Infrastructure assets are going to remain highly attractive. This is partly because they offer all the characteristics that investors are looking for like long-term protection on revenues, decorrelation from economic cycles and protection against inflation. However, infrastructure is still a relatively young asset class and investors are going to continue to increase both their exposure and familiarity, leading to ever deepening opportunities, especially in essential infrastructure like transport, telecoms and energy.

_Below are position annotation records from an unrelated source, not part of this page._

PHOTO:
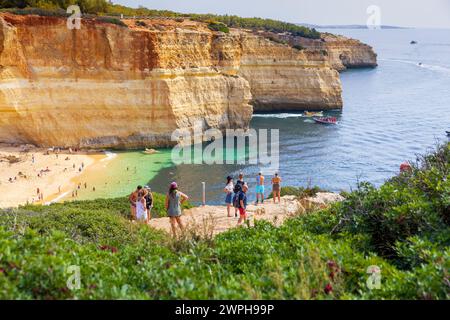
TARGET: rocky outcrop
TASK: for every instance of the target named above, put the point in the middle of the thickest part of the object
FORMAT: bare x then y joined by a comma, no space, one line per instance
111,86
341,52
283,78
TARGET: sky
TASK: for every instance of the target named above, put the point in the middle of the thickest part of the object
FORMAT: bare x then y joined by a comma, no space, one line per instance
405,13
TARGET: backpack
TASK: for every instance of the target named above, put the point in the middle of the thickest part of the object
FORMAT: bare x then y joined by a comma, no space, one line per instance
238,186
236,202
149,200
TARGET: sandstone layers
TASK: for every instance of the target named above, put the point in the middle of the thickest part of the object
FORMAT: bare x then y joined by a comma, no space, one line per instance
110,86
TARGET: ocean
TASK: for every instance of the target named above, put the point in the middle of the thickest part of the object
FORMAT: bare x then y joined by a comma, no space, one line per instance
391,114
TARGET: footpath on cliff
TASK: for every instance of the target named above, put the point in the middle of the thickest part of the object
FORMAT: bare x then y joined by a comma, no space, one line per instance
208,221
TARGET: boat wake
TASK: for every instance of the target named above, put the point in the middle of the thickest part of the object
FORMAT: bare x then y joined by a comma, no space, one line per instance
431,67
278,115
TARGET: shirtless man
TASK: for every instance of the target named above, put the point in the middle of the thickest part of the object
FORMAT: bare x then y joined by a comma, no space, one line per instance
133,198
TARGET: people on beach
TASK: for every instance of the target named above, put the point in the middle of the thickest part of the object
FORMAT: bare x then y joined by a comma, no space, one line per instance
133,198
259,188
149,202
141,207
237,188
242,204
229,197
174,200
276,188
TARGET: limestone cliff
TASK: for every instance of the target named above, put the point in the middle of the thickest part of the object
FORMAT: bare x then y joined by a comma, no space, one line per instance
110,86
341,52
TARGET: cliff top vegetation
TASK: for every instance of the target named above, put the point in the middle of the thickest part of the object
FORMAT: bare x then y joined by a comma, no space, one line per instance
104,8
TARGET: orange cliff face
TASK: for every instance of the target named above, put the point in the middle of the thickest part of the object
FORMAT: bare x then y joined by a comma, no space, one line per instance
111,86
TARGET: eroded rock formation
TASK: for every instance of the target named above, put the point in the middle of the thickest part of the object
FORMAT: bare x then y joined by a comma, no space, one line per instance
110,86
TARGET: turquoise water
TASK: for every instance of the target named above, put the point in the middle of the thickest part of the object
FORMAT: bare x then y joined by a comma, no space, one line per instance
120,173
391,114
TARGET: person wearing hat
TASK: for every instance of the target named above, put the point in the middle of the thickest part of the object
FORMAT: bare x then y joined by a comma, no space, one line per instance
259,188
229,187
149,202
242,204
133,199
174,200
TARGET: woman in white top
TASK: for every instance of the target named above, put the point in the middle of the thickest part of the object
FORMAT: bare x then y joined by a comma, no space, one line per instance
229,197
141,208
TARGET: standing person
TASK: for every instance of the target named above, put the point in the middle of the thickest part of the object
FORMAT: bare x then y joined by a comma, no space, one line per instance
141,208
237,188
276,188
149,202
259,188
174,200
133,198
242,204
229,197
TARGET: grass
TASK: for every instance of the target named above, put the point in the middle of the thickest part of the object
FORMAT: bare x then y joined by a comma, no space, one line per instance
401,227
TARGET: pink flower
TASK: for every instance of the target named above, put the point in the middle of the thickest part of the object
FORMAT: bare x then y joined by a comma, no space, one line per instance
328,288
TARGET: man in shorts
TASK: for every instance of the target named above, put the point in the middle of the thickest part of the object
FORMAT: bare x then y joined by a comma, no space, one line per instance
259,188
242,204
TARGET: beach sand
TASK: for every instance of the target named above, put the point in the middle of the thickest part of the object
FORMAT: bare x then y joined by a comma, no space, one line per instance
16,163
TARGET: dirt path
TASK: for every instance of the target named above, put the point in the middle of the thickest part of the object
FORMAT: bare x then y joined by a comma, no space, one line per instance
212,220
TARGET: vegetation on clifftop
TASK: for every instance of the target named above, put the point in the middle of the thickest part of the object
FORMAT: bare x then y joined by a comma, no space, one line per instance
103,7
402,228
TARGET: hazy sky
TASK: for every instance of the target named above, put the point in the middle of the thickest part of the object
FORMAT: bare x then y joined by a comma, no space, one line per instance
413,13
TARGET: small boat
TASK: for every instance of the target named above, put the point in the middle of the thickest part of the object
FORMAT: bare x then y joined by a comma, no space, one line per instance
150,151
325,120
310,114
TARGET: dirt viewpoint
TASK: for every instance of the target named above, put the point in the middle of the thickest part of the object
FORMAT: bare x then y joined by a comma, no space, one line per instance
212,220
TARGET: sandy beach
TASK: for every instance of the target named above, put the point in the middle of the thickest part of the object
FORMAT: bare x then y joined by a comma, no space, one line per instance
40,176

Ash Ilkhani, Private Funds, New York
We are seeing increased activity in infrastructure focused funds in growth markets. Many sponsors in growth markets are steadily growing their fund sizes, and we are also seeing several large growth markets funds being raised by global managers, either as sidecars to their flagship fund or as standalone products. This is a trend we expect to continue, both because of the huge need for infrastructure investment in growth markets and because of the massive benefits and opportunities on offer for investors.
Monica Arora, Private Funds, New York
One of the major trends affecting infrastructure capital raising this year is sector specialization. As the industry has matured, we have seen specialist sub-sectors emerge, particularly in climate-related areas. This includes large, established managers adding to their flagship fund with specialist sector funds in areas like smart technology, the energy transition, and emerging markets funds; but it also includes emerging managers whose entire focus is on one of these sub-sectors. Some of the largest funds raised in the last 12 months have been dedicated to these themes. This has been assisted by the continued availability of LP capital to invest in these sectors, notwithstanding the slowdown in capital raising elsewhere.
Peter Olds, Private Funds, London
Global megatrends such as energy transition and digital transformation are key driving forces behind much of the infrastructure M&A we are currently seeing. Despite macroeconomic challenges, clean energy assets and digital infrastructure (particularly data centers) are particularly attractive to sponsors and pension funds given attractive financial characteristics (e.g. longer-term contracts, largely predictable risk and consistent returns) and sector growth. The widely-held view that we are likely only at the beginning of the clean energy and digital infrastructure S-curves is also driving investor interest. Unsurprisingly, investors in this space are witnessing significantly increasing valuations and robust competition for high quality assets.